We continued talking and I learned that he also worked in the same
area as I, in fact, how wonderful!, only one block away. Much to his
delight we were getting off at the same stop. It was at this point that
I began to get a little worried. Even though I had foolishly given him
the name and street of where I worked, I hadn’t given him the exact
address. I didn’t want him to gallantly walk me to my door, only to
return and just “happen to run into me again”. The questions he was
barraging me with began to get much more personal also- Where did I
live? What was my last name? I realized I needed to throw in something
about a bodybuilding husband or a jealous boyfriend and soon! He gave
me every opportunity to do so. “Who do you live with?” “My boyfriend of
three years”, I should have said. It would have been the truth. But
there was something in me that just couldn’t bring myself to do it. It
wasn’t what he wanted to hear. He wanted to continue talking to me and
think he had a chance, a chance at what, I don’t know, but nevertheless
a chance. And so I just said, “I live with a friend”. “Where did you go
for the holidays?” Again, I went upstate on a ski trip with my
boyfriend‘s family, it would have been the truthful and safe answer.
But again, I merely said, “On a trip with family”. I was so mad at
myself for not being cautious, for not protecting myself with the “I’m
taken” schtick. But what for? Let the man have his cake, just don’t let
him eat it too. That was my philosophy.
The train finally came to our stop and I hurriedly made an excuse
that I had another errand to run before going to my office. We would
have to part ways here. We stopped walking and standing in the sunlight
he asked me for my number. He wanted to take me to a gallery opening
where I could meet lots of film producers. I could hardly believe that
this scrappy looking man in a torn flannel shirt was going to a gallery
opening, but I gave him my phone number minus the real digits anyways.
It was just easier then saying, “I don’t want to give you my number.
You are too old for me and you actually are making me feel sick.” I
needed to get away. I was starting to feel suffocated, like all the
personal information he was sucking from me was actually the air I
breathed. I turned to leave and he reached out his hand to shake it. I
was reluctant. I remembered the purple sores on his hands, but I
extended my own anyways. I didn’t want to offend him. But, then as he
grabbed my hand he thrusted me towards him and went in for a full-on
kiss! As I came to from my disbelief I snapped my head away from his
intrusive and chapped lips and he ended up planting one on the side of
my face. Ugh! I could and probably should have screamed. Shaken, I
didn’t say anymore. I just walked at the greatest speed possible away
from him. I couldn’t let him take anything else away from me.

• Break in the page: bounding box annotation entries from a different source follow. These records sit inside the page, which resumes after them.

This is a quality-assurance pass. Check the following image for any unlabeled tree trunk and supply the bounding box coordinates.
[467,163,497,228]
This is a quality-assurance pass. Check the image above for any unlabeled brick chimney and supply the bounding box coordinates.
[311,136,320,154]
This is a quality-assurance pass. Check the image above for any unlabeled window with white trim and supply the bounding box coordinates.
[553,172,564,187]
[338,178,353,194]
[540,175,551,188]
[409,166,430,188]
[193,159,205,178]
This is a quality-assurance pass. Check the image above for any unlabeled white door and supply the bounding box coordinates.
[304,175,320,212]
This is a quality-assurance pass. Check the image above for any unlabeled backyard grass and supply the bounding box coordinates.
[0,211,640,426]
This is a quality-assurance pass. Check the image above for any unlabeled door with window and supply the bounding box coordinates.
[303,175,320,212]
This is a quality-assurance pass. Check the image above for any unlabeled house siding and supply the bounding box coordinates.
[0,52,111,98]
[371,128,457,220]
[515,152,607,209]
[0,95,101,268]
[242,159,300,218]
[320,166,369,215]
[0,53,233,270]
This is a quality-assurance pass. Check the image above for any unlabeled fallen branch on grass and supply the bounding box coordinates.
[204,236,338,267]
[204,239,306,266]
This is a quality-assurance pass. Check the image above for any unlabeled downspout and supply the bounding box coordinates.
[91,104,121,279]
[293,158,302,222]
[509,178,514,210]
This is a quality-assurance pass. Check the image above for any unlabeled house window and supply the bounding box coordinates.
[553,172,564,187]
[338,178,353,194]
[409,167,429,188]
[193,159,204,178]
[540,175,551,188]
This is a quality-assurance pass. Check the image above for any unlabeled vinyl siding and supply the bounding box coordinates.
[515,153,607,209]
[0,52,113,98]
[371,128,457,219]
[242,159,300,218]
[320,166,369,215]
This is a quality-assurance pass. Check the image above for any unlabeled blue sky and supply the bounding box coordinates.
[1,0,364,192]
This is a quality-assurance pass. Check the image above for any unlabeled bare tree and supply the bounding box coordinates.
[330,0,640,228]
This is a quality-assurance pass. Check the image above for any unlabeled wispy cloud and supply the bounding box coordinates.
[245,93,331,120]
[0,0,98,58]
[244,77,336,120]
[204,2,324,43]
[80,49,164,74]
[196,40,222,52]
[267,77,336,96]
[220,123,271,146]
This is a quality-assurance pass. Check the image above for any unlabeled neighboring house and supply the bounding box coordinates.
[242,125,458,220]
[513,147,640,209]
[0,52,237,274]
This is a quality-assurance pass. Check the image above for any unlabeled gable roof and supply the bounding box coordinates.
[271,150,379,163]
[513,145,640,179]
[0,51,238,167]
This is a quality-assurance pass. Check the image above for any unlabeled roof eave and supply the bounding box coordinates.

In retrospect, I am aware that I must appear to be something of a
naïve dolt, traipsing around New York City confiding and trusting in
every Tom, Dick or Harry that so much as offers me his seat on the
subway…and as I write this, I think, “Yes, maybe I am.” But most of the
time I prefer to think it is just my mid-west upbringing manifesting in
all of it’s “Please and thank you’s, kind sir and that’s mighty kind of
ya’s, ma’am” glory. But, returning to work after “the incident” I
realized that I am not alone in my instinctual need to please. Many of
the women I work with shared similar stories. Why don’t we say anything
when we are clearly being taken advantage of? Where does the desire to
please come from?
This is not the first time I’ve let something like this happen. I’ve
actually found myself in much more life threatening cases where I’ve
blindly given men the benefit of the doubt, thinking I was doing them
some great favor by being nice to them when no one else would, only to
have them wait for me outside my building at all hours of the day and
night. Is this the price one must pay for showing a bit of compassion?